What remains amusing to me is that a lot of the current formalizations of straight-up ‘computational’ mathematics in proof assistants corresponds to algorithms that were first implemented in Computer Algebra systems in the early 70s, minus all the work on Analysis (closed-form integration, closed-form summation, closed-form DEs, etc). That does not seem to have even been started. There are much more profound philosophical questions to be asked in that direction than just “what is a variable”!

Nice points all.

Aha! is an example of a general-purpose declarative programming language: https://code.google.com/p/aha-programming-language/. Indeed, its concept of variable is different to the imperative languages. You might find it interesting.

Efficiency.

Constructive mathematics makes computability an integral part of the process of proof, rather than something bolted onto the side. However, constructive methods do not help much in integrating resource usage into proof — the cost semantics of functional programs are not stable under transformations which preserve the value semantics of a program (eg, beta/eta expansions and reductions, not to mention parametricity). In slogan form, one might say that there’s more to complexity than computability.

It’s pretty clear that this should eventually be looked into. For example, when a combinatorist says “constructive”, he or she means “without using exhaustive search”, not “computable”, and formalizing that kind of idea is of obvious interest. For simple types, bounded linear logic seems like a good start, but the full-spectrum case seems like a very hard nut to crack: my attempts have quickly lead to questions like “what are dependent bunched types?”

Good point. But first one must make the argument that functional programs are not efficient. And to make that argument, one must first have a measure of efficiency for these languages. Blelloch and I keep chipping away at that. By and large imperative programs are NOT more efficient, unless you’re one of those lost souls using Haskell.

Maybe I should stress that, being been a charter member of the “extract programs from proofs” project, I am not advocating that approach, precisely because it does not give control over efficiency. But functional languages, which encompass imperative languages, provide all the efficiency you want, particularly in the parallel case. The idea that “imperative means more efficient” is largely (wholly?) unjustified, except of course if you’re stuck with laziness.

Wait, are you saying that the constraint that your program has to be verifiable correct is what makes imperative languages faster than declarative ones? Whether you write imperatively or declaratively, once you have established a proof of the correctness of a program (in the imperative case something you do outside your programming environment entirely, and in the declarative case using an automated process that is called “type checking”), the programs that are being /run/ are exactly the same. You are right in that constructive methods do not necessarily help in managing resources, but neither are they a nuisance.

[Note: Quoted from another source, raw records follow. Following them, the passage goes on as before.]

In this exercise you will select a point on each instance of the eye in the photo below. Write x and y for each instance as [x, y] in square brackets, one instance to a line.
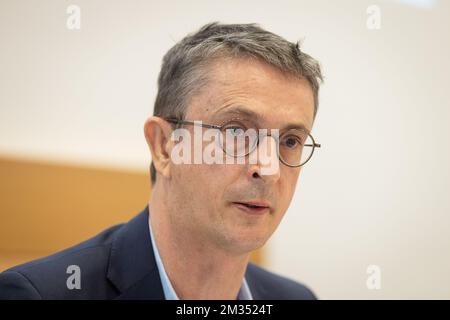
[291, 142]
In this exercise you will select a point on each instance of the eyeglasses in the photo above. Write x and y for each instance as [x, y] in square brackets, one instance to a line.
[239, 138]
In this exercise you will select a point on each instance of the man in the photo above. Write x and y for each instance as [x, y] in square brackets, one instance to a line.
[194, 239]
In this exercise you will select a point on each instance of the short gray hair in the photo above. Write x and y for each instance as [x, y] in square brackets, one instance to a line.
[183, 72]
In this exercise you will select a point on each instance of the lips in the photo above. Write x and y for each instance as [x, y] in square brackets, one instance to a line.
[256, 207]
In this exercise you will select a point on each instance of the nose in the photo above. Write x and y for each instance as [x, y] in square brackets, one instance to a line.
[263, 161]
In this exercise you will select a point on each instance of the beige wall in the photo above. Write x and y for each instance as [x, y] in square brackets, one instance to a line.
[375, 193]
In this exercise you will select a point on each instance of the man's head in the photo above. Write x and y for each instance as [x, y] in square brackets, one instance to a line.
[215, 75]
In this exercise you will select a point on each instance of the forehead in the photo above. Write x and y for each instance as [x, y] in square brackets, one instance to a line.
[271, 97]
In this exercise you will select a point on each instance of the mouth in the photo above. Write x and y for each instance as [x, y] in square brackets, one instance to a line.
[253, 207]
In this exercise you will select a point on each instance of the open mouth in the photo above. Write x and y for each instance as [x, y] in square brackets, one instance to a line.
[250, 207]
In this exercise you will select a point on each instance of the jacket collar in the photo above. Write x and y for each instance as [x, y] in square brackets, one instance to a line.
[132, 266]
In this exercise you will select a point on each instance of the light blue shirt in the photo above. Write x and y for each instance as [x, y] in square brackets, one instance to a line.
[169, 292]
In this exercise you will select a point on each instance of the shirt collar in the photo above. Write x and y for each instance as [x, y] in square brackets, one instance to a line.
[169, 291]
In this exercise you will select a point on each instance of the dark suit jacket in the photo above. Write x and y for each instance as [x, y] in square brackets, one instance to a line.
[119, 264]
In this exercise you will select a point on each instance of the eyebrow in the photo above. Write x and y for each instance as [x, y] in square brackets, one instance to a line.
[245, 112]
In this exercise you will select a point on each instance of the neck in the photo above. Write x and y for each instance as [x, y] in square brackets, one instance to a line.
[196, 269]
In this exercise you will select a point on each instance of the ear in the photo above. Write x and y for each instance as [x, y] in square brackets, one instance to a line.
[157, 132]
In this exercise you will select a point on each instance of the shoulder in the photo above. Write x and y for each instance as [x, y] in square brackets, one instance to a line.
[267, 285]
[47, 278]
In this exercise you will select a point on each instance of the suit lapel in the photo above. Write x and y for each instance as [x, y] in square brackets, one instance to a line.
[132, 266]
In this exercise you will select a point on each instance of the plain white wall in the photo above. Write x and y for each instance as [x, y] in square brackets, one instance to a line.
[375, 193]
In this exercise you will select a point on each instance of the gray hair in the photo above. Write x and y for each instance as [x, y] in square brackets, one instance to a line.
[183, 72]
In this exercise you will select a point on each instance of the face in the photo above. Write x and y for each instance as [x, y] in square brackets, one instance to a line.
[207, 198]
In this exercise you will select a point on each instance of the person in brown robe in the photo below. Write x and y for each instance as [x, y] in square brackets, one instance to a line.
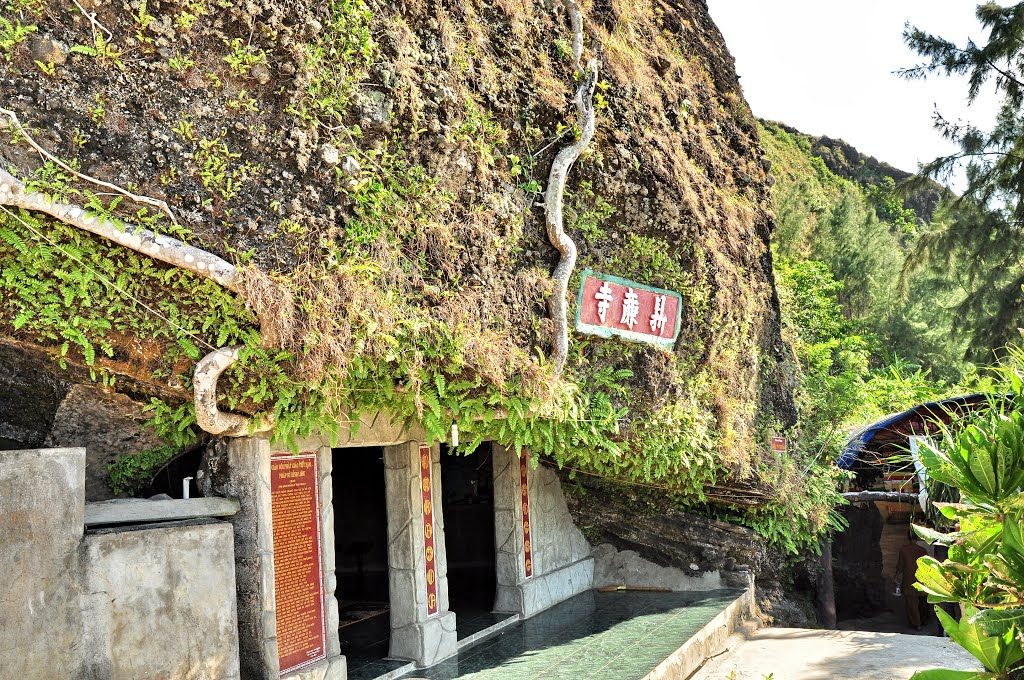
[906, 566]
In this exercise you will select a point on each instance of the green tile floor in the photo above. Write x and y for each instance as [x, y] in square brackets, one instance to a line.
[593, 636]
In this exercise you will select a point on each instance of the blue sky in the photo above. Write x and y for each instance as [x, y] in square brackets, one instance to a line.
[826, 68]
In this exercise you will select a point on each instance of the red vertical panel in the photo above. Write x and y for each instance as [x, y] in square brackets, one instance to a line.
[298, 576]
[527, 543]
[428, 527]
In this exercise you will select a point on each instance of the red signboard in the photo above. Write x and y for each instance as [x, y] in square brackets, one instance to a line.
[526, 539]
[611, 306]
[428, 528]
[298, 576]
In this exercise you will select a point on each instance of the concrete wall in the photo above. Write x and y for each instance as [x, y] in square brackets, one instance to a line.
[116, 604]
[160, 602]
[562, 564]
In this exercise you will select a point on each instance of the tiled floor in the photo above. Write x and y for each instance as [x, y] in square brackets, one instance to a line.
[365, 644]
[472, 623]
[597, 636]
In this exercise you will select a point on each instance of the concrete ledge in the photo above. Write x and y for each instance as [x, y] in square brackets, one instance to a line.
[333, 668]
[478, 636]
[709, 641]
[542, 592]
[128, 511]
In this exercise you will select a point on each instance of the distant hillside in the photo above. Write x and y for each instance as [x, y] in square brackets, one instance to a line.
[847, 162]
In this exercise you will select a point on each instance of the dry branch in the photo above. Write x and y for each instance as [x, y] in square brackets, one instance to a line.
[13, 194]
[556, 188]
[156, 203]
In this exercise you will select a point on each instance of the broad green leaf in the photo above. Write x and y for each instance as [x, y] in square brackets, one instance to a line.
[996, 622]
[980, 462]
[948, 674]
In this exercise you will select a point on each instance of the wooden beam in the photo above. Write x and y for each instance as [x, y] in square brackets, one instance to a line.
[892, 497]
[140, 511]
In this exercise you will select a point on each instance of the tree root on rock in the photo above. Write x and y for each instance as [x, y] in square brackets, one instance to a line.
[558, 305]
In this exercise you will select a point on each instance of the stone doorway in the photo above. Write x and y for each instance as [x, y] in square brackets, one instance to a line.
[360, 535]
[468, 503]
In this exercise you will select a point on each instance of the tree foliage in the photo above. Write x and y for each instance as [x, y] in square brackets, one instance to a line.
[984, 571]
[981, 238]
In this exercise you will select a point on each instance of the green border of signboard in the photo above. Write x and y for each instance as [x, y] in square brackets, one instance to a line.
[601, 331]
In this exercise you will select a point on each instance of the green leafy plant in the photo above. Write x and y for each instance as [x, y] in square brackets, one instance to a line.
[243, 56]
[984, 571]
[13, 33]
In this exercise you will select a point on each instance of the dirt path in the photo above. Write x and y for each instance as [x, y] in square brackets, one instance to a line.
[797, 653]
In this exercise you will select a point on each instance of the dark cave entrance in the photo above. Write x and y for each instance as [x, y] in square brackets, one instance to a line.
[360, 559]
[468, 506]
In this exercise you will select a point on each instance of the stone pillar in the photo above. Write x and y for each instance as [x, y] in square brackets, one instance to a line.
[241, 468]
[415, 634]
[509, 557]
[561, 559]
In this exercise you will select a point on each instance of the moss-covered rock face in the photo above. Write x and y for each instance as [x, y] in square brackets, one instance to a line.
[379, 167]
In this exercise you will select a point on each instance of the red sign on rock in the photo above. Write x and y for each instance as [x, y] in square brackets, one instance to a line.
[298, 577]
[611, 306]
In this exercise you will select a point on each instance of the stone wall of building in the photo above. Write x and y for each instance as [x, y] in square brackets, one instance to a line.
[561, 560]
[41, 525]
[118, 604]
[159, 601]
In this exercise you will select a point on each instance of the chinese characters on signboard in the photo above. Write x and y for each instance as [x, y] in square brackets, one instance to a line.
[298, 578]
[611, 306]
[428, 528]
[526, 536]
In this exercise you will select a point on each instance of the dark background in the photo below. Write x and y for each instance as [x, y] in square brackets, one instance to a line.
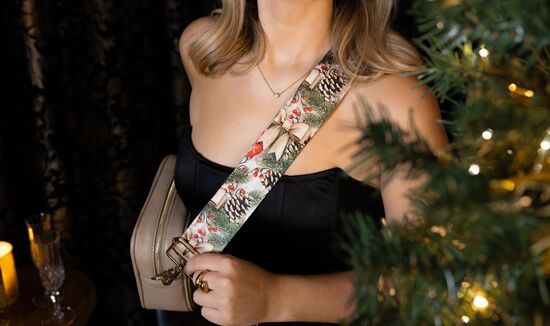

Regarding your second point: the problem you are referring to can often be solved by generalizing the problem. If I want to prove that n+k=k+n, and then make the additional assumption that k=0, then obviously I can use different proof strategies than if I hadn’t. If you have a problem for which in a specific case (such as when working over the naturals) there is an exhaustive proof/solution/witness/algorithm, then generalize to more general numerals or ordered sets to rule out this specific solution.